Il punto a “Croce”

“Il PUNTO a… CROCE”
Editoriale a cura del Nostro Direttore Giornalista
STEFANO CROCE
Numero 47 del 15/06/17

“Dignità per chi merita”

Il primo fermo immagine è quello dell’ospedale di Napoli: un lurido letto di una decrepita struttura, ricolmo di formiche all’assalto di una povera malata senza colpe, disperata e rassegnata a un tempo.

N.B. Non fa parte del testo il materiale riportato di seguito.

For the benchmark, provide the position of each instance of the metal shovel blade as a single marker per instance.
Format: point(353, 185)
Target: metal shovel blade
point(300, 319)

Il secondo è quello dell’ospedale di Parma (che possiamo solo prefigurarci): un lindo letto di un padiglione ristrutturato, con federe pulite e igienizzate per un malato d’eccezione, il boss dei boss, il capo della Mafia, Totò Riina.

Stridono i due fotogrammi, come le unghie sui vetri. Fanno riflettere e fanno male.

Della signora di Napoli non importa conoscere chi sia: potrebbe essere nostra madre o nostra sorella o la signora anonima che incrociamo per strada.

Sappiamo, però, quale è stato il trattamento che le è stato riservato (da persone, non da robot) in una struttura (pubblica e, dunque, in qualche modo anche nostra) alla quale si è affidata per essere curata, non per essere umiliata, offesa, abbandonata a se stessa. Alla quale si è consegnata per essere accolta e assistita, non per essere maltrattata e vilipesa, se non peggio, in una stanza fatiscente, infestata di formiche e magari di scarafaggi.

Del Capo dei capi di Cosa nostra conosciamo ampiamente le imprese criminali. Ma sappiamo anche e ugualmente come è trattato e dove.

La camera dove si trova – ha raccontato la presidente della commissione Antimafia Rosy Bindi – è di confortevoli dimensioni, assolutamente corrispondente a una qualsiasi stanza di degenza ospedaliera, dotata di bagno privato attrezzato per i disabili e in ottime condizioni igieniche.

Non solo: «È bene assistito, addirittura in condizioni di cura e assistenza continue che sono identiche – se non superiori – a quelle che potrebbe godere in status libertatis o ai domiciliari».

Non basta. In vista del suo possibile rientro in carcere sono in corso di realizzazione lavori per «ampliare la stanza in modo da installare un letto ospedaliero più moderno e da creare un bagno accessibile con la sedia a rotelle».

È lo Stato di diritto ed è giusto.

Ma per la signora di Napoli è solo lo Stato della vergogna.